I've yakked on here at this blog a lot about where to get good science fictional ideas, but not so much about fantasy. One of the things I ended up writing on the chalkboard last night was: "notice weirdness."
I do think that's really fundamental to being a good speculative fiction writer. If you notice the weirdness of every day life, you begin to articulate ways you can describe that. I remember a class many years ago (or maybe it was the MarsCon panel on "plot" with Walter Hunt, in which Kelly McCullough and my alter ego got seriously wound up about how "every scene needs to be in SERVICE TO PLOT!!!" and I'd had so much coffee, Walter worried my head was going explode.) Anyway, the point is, that I remember explaining to someone that writing good exposition/narrative is like imagining that you (the character) are traveling with an invisible foreign exchange student (the reader) through you fantasy/science fictional landscape. When you stop to buy a soda, you might turn to him/her and explain, "In this country, we use credit cards for everything. Money isn't real here, it's just electrons, which represent debt...."

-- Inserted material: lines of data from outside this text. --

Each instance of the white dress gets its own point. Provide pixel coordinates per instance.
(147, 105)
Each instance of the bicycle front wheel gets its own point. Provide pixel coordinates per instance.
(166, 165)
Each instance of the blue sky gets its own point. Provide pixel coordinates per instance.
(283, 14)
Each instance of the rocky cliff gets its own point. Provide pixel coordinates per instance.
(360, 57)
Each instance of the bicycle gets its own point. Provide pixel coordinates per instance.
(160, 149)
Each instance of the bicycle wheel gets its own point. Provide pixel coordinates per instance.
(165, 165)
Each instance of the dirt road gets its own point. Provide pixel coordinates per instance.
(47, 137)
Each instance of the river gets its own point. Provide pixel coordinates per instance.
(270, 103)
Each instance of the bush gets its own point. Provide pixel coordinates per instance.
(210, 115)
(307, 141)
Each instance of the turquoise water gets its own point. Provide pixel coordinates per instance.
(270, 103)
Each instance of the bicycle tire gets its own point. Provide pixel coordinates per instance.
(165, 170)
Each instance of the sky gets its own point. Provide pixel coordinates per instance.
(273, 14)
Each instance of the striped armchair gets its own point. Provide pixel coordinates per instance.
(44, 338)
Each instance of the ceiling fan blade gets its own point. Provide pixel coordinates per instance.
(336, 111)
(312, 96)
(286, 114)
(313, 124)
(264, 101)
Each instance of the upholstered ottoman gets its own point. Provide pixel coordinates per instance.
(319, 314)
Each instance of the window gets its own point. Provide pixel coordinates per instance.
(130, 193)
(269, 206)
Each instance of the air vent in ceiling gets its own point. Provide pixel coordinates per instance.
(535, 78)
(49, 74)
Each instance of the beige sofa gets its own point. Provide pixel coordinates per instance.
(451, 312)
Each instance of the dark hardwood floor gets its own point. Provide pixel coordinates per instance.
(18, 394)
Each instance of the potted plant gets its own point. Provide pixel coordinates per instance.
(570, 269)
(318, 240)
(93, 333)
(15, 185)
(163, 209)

How this relates to "noticing weirdness" is that you can't really distill concepts like our economy into little, entertaining sound bytes unless you spend some time noticing just how absurd it all is, you dig?
And it doesn't have to be something so complex as our economy, it can be noticing other small, random weird bits that then mushroom into full-blown story ideas. The example I gave last night was from a real conversation I had with friend and fellow writer Sean M. Murphy on Tuesday night. He said, "Hey, I've got this great idea for you to steal!" and then proceeded to recount his drive over. Apparently, he was behind this truck that had one of those business decals on the back. It was for a tattoo parlor called "Monster Ink," which was cool enough in itself because it very easily lent itself to any number of urban fantasy ideas in which tattoos have magical/totemistic powers, but the best part, he said, was the phone number: (651) ***-DEAD, which automatically made him ask one of those central to story generating "what if" questions: What if a vampire ran a tattoo parlor??
So there you go.
My advice to all you writers out there: Notice Weirdness!